12.80 ao12 -- 1.0 slower than my ao5


----------



## CubeRed (Sep 26, 2021)

GenTheThief said:


> So I haven't updated this thread in 3 weeks because I haven't really done any solves in the last 3 weeks.
> 
> You know, because of school.
> 
> ...


Hmm. Solid improvement.

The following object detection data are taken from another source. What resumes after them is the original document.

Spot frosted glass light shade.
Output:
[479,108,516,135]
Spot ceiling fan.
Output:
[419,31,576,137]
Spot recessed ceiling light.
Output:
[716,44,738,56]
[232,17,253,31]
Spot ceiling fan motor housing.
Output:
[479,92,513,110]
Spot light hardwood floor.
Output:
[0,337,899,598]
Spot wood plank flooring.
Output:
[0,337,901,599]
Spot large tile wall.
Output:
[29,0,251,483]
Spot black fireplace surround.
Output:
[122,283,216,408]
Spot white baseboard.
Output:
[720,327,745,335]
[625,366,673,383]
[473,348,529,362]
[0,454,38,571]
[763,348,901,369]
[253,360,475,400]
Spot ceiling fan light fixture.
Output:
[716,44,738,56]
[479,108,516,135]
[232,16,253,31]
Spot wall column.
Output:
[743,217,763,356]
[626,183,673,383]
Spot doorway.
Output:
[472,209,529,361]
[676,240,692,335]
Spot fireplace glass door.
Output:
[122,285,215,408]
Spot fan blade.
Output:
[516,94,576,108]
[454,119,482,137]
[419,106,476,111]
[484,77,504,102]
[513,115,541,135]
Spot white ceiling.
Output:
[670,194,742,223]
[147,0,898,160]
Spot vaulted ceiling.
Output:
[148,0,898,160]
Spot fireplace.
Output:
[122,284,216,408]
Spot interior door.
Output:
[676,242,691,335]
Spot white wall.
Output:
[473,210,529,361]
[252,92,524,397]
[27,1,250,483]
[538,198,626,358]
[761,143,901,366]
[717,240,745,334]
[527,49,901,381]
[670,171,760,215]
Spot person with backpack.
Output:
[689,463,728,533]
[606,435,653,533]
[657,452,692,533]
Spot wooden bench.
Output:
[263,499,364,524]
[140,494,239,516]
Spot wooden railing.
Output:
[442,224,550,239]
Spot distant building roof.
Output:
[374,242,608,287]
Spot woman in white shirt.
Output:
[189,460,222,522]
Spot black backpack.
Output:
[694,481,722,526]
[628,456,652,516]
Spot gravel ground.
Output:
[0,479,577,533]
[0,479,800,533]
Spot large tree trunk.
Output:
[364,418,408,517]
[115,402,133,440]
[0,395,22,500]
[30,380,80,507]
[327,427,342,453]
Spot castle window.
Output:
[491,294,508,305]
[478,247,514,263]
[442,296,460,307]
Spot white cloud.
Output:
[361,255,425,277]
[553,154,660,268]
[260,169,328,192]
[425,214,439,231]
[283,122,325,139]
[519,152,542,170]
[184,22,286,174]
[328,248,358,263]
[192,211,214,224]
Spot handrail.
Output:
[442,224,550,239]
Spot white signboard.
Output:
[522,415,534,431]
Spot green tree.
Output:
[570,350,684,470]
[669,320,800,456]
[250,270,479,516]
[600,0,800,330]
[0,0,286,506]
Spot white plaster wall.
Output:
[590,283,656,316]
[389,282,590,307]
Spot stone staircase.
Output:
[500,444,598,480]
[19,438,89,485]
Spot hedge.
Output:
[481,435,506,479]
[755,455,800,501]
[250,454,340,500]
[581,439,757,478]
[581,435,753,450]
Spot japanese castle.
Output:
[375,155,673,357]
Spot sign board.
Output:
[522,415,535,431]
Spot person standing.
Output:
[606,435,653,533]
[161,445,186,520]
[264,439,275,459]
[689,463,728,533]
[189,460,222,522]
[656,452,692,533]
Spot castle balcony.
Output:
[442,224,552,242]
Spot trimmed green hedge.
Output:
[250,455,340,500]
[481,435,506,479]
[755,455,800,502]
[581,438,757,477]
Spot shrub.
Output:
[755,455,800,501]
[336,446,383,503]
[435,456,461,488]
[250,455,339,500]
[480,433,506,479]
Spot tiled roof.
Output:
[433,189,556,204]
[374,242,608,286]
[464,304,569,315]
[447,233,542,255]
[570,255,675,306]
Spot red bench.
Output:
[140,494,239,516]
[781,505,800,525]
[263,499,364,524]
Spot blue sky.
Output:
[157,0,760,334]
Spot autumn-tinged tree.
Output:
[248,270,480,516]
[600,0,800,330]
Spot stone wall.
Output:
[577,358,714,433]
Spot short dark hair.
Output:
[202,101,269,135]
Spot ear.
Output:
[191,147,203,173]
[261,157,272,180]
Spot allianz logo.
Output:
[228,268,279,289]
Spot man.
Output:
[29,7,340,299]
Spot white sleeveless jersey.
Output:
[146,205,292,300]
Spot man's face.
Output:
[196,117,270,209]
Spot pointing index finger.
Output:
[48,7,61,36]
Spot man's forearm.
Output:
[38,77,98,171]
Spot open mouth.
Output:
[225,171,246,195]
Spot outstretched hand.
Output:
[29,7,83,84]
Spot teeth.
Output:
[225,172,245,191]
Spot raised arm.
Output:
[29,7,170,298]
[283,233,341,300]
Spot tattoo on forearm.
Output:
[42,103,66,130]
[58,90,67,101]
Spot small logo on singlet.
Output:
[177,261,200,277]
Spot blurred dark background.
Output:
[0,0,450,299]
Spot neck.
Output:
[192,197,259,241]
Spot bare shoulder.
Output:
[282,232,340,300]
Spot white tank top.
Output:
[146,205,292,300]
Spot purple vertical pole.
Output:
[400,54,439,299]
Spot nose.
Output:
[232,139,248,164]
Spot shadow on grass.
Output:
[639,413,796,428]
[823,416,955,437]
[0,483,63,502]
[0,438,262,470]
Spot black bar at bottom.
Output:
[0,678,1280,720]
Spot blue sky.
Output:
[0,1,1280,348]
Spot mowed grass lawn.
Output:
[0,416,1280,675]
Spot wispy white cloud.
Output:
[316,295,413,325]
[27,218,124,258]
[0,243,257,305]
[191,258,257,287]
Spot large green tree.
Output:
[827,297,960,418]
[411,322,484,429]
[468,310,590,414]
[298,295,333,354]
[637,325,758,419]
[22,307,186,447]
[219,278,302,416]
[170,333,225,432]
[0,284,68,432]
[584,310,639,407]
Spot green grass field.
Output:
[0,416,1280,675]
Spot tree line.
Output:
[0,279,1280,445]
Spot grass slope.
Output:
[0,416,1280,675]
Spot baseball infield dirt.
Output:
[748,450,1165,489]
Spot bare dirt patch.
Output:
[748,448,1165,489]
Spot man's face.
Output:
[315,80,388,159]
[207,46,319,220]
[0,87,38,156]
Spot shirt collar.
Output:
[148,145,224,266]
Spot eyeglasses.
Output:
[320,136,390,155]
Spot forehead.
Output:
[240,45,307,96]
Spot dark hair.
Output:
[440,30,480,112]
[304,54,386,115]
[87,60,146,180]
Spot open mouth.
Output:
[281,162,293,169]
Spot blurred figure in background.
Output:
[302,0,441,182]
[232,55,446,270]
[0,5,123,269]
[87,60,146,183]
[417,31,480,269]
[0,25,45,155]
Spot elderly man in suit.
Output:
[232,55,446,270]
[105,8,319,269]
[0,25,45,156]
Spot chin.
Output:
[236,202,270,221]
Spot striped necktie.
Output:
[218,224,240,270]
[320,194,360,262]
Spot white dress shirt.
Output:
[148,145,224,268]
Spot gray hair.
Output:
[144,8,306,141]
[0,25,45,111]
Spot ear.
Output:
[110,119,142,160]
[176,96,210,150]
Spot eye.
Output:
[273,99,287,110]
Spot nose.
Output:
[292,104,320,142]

Sometimes a break can do you good!


----------



## GenTheThief (Oct 3, 2021)

Got a good amount of improvement over the last week :)

mo3: 10.87 (σ = 0.92) first sub11
ao5: 11.53 (σ = 0.12) third sub12 and anto official average
ao12: 12.47 (σ = 1.03)
ao25: 12.74 (σ = 1.12)
ao50: 12.98 (σ = 1.22) first sub13
ao100: 13.20 (σ = 1.34) faster than my pb ao12 from may

The only PB that I haven't broken recently is my single, but I've gotten 3 sub 10s so far in this session which is pretty cool


----------



## GenTheThief (Nov 29, 2021)

I pbed in oh in ao5 or smth
i posted in accomplishments thread idc to cross post here and that was like a month ago anyway

I also started practicing OH roux (w/y xy2) as of a week or two ago. In case the rouxers get to the WR before I do, I'll be able to switch methods really quickly and to get back on an even playing field.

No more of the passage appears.